There is one way to decide what is best for you. Set a high value of this parameter and run the database for typical usage. Watch usage of shared memory using ipcs or similar tools. A recommended figure would be between 1.2 to 2 times peak shared memory usage.

2.2 Sort memory
This parameter sets maximum limit on memory that a database connection can use to perform sorts. If your queries have order-by or group-by clauses that require sorting large data set, increasing this parameter would help. But beware: this parameter is per sort, per connection. Think twice before setting this parameter too high on any database with many users. A recommended approach is to set this parameter per connection as and when required; that is, low for most simple queries and higher for large, complex queries and data dumps.

2.3 Effective Cache Size
This parameter allows PostgreSQL to make best possible use of RAM available on your server.
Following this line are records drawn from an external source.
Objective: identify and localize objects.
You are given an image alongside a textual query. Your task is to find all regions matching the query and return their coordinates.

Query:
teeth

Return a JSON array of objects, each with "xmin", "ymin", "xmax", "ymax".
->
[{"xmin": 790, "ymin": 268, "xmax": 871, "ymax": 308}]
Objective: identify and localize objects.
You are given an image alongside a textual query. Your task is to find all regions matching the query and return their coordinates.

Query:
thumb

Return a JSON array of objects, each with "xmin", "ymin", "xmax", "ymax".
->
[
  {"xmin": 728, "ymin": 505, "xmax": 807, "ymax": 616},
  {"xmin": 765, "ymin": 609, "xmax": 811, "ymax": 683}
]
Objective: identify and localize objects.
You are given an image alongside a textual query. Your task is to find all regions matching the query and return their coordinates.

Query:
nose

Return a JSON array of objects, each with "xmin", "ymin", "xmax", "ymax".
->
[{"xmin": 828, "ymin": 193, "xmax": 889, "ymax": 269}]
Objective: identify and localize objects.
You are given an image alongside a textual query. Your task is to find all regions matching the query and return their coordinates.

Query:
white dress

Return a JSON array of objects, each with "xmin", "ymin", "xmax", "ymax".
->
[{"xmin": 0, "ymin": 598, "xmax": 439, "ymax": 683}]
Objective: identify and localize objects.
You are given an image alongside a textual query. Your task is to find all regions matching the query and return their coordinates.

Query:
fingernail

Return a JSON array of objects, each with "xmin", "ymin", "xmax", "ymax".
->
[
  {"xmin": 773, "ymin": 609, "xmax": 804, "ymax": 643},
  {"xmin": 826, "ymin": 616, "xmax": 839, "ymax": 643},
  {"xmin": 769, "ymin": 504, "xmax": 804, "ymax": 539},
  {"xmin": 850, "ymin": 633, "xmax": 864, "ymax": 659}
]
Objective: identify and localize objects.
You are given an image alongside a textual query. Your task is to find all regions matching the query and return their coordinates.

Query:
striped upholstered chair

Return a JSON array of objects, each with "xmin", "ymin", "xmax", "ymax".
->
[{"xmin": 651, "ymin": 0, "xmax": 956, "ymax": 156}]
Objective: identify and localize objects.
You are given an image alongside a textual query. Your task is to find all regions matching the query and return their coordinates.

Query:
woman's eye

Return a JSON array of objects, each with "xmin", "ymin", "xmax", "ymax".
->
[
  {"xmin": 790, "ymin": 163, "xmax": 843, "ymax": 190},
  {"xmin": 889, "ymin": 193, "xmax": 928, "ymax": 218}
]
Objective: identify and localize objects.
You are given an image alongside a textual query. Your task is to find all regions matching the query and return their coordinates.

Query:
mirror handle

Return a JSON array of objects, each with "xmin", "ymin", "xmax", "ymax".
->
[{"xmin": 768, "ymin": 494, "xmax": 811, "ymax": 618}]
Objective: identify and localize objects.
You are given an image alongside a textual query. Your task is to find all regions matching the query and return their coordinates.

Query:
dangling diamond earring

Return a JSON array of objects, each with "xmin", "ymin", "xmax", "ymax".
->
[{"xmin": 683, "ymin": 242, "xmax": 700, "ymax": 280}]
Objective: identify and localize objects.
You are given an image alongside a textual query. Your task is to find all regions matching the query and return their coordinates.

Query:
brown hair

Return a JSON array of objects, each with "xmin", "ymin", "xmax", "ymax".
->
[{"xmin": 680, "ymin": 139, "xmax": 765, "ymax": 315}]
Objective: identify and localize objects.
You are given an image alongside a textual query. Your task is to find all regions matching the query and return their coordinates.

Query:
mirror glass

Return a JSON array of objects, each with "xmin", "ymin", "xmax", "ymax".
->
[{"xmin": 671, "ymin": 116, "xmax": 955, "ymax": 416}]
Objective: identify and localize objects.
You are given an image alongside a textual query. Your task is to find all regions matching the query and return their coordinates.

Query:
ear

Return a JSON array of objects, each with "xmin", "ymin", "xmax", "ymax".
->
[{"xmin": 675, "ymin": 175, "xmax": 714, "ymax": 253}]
It tells PostgreSQL the size of OS data cache. So that PostgreSQL can draw different execution plan based on that data.
Say there is 1.5GB RAM in your machine, shared buffers are set to 32MB and effective cache size is set to 800MB. So if a query needs 700MB of data set, PostgreSQL would estimate that all the data required should be available in memory and would opt for more aggressive plan in terms of optimization, involving heavier index usage and merge joins. But if effective cache is set to only 200MB, the query planner is liable to opt for the more I/O efficient sequential scan.

While setting this parameter size, leave room for other applications running on the server machine. The objective is to set this value at the highest amount of RAM which will be available to PostgreSQL all the time.